Wicca is een natuurreligie zoals ook de aboriginals en de indianen die aanhangen. Het is eveneens een ervaringsreligie, waarin je ingewijd moet zijn. Heilige geschriften, zoals een Bijbel of een koran, zijn in wicca afwezig. Autoriteiten zoals de paus komen er niet in voor. Heksen geloven in een vrouwelijke godin en in een mannelijke god als vertegenwoordigers van een rijk vol goden en geesten. Kabouters, kobolden, vuurgeesten en andere mysterieuze natuurwezens zijn in wicca werkelijkheid. De god en de godin hebben verschillende namen. De godin wordt vereerd en opgeroepen in de drie vormen maagd, moeder en oude, wijze vrouw. De twee voornaamste vormen van god zijn ”god van de jacht” en ”god van de vruchtbaarheid”.

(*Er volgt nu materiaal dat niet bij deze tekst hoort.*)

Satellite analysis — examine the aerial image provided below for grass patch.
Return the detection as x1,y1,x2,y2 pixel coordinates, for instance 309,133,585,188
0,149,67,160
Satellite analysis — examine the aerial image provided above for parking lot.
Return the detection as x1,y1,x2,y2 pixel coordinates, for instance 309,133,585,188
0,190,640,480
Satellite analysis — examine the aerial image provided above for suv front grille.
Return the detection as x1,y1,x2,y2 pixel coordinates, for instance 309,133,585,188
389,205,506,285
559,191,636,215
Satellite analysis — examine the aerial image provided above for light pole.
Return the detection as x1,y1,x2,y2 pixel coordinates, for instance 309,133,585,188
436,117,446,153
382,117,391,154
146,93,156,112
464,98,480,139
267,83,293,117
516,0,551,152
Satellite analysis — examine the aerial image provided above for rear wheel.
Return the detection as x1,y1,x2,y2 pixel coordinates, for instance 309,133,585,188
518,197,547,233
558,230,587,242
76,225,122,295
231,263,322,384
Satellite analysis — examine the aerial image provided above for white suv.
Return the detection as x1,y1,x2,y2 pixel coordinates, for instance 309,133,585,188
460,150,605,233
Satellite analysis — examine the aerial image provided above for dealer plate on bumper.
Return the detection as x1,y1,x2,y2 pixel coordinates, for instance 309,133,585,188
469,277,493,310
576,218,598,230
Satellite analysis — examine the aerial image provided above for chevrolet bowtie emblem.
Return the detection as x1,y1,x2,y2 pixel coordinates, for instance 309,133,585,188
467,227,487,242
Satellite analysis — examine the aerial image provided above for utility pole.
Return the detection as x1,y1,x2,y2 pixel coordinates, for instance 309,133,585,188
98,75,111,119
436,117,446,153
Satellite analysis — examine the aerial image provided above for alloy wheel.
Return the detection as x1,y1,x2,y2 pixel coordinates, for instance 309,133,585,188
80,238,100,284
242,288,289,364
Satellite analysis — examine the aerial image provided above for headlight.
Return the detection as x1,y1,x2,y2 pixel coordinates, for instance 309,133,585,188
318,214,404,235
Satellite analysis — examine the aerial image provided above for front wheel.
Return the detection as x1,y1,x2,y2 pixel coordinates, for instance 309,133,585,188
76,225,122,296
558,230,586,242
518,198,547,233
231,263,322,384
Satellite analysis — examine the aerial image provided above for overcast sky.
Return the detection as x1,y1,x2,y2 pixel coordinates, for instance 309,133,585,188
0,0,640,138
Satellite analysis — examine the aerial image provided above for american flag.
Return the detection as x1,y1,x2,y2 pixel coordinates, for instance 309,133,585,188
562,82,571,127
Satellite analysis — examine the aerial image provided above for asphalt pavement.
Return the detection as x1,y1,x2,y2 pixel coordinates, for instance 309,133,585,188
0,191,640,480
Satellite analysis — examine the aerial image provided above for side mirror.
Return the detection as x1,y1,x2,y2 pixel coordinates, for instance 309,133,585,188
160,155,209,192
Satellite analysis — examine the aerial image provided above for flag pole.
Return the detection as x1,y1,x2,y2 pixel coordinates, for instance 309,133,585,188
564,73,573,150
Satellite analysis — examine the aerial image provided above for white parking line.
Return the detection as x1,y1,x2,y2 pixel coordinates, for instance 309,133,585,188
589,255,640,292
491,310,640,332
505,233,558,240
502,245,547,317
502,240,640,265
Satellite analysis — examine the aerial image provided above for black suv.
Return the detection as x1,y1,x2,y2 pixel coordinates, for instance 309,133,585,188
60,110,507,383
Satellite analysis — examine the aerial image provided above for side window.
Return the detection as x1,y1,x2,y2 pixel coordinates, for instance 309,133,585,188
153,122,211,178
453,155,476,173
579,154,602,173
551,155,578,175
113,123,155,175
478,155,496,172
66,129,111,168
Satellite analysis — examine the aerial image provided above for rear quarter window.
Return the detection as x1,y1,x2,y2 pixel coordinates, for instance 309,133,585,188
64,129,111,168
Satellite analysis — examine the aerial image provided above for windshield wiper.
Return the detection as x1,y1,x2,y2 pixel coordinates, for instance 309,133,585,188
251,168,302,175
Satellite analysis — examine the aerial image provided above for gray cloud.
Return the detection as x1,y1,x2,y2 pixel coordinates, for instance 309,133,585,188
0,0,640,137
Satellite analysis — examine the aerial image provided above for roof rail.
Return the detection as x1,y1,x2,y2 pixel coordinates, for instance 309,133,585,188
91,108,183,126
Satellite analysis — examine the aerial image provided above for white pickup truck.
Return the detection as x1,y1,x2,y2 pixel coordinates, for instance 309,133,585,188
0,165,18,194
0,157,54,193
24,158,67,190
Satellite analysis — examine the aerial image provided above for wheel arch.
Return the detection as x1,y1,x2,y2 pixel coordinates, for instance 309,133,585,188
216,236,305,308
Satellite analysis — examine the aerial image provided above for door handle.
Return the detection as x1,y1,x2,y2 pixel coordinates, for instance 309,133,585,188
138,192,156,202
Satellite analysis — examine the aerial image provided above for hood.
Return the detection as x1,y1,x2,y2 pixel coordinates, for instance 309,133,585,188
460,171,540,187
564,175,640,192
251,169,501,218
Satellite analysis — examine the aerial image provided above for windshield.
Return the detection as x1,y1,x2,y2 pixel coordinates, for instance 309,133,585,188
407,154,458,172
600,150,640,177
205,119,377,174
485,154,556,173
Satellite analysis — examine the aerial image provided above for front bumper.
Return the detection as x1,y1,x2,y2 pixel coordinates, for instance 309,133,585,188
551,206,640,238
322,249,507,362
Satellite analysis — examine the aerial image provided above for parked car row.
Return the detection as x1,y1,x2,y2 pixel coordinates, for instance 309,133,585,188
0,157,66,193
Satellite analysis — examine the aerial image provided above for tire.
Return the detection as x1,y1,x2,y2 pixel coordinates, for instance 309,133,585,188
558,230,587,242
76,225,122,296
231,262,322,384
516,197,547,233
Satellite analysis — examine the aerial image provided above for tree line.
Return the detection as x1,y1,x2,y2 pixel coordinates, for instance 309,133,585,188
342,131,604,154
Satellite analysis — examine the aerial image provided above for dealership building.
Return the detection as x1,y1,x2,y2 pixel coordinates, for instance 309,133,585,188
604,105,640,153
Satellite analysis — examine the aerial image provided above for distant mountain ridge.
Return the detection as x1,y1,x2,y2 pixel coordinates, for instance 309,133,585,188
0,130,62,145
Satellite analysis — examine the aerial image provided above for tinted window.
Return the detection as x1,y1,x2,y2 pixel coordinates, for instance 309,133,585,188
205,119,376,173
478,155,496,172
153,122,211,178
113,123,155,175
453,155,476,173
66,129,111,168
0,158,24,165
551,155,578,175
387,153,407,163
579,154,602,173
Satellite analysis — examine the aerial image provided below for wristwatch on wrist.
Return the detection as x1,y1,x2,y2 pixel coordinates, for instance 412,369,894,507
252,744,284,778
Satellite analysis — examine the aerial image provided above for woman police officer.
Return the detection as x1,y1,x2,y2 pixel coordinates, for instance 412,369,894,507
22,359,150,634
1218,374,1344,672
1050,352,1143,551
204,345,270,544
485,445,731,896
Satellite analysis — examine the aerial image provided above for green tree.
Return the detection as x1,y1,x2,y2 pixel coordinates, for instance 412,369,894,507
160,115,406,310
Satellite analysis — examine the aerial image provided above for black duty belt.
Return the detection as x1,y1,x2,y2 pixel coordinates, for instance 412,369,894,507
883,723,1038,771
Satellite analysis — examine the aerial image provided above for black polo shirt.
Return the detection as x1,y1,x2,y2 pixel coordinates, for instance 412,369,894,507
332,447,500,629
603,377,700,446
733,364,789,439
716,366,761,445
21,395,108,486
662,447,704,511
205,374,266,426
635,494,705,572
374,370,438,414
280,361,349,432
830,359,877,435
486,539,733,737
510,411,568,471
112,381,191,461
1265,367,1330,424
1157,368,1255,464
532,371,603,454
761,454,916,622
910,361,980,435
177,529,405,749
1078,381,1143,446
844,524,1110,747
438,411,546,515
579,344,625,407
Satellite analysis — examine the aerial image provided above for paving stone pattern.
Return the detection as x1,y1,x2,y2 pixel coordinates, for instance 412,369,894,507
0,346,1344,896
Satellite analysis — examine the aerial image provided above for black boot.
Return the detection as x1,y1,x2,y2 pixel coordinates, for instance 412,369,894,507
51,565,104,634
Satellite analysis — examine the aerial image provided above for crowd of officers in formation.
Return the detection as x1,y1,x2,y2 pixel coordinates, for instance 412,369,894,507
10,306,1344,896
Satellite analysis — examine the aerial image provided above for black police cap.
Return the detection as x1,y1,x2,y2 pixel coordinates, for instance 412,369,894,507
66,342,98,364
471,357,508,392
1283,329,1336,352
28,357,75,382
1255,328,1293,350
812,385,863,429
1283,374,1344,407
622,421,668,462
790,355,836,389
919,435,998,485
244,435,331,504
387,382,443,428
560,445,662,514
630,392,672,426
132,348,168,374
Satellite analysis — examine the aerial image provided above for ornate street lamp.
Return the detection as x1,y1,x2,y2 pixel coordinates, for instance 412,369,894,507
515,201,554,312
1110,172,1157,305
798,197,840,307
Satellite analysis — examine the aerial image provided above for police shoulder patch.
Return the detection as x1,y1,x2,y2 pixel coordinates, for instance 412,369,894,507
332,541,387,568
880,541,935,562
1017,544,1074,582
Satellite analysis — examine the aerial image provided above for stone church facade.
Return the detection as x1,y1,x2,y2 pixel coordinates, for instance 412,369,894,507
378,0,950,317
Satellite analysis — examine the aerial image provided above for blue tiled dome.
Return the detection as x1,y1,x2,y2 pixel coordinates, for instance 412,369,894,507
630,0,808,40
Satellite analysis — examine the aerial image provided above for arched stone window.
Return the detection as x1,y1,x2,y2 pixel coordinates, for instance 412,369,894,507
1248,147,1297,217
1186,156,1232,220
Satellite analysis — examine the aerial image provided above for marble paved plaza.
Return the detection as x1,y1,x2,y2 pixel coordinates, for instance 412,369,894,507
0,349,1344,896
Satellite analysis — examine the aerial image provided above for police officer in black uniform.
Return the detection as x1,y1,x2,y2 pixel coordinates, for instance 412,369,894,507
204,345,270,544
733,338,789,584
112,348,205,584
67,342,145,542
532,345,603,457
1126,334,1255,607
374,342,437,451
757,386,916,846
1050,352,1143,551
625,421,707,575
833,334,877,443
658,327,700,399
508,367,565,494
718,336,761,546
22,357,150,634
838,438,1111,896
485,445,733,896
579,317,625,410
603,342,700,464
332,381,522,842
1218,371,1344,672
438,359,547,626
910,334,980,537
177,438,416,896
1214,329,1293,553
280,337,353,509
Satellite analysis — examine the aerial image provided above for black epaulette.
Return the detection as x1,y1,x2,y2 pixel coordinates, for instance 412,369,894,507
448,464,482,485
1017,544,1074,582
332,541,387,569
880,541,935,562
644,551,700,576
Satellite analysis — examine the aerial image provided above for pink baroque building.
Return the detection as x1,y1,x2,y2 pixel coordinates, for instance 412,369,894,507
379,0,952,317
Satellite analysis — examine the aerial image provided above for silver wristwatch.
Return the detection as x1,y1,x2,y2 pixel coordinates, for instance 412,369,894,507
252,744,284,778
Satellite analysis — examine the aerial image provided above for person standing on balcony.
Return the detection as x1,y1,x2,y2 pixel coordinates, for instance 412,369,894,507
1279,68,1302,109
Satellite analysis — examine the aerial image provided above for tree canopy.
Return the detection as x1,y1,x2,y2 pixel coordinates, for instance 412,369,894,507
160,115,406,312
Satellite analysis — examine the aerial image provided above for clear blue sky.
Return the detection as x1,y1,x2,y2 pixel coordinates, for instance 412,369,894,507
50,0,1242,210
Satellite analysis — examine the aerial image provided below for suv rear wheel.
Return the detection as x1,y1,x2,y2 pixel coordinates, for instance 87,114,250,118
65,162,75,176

Heksen geloven in wicca en beoefenen magie. Dat laatste is het verkrijgen en uitoefenen van paranormale kracht om het toeval te sturen. Ze brengen onderscheid aan in witte en zwarte magie, maar beoefenen doorgaans witte magie. Die is volgens hen bedoeld om te helpen, om goed te doen. Ze doen dit omdat zij geloven dat alles wat ze doen, drievoudig op hen terugkomt. Zwarte magie richt naar hun mening slechts kwaad aan.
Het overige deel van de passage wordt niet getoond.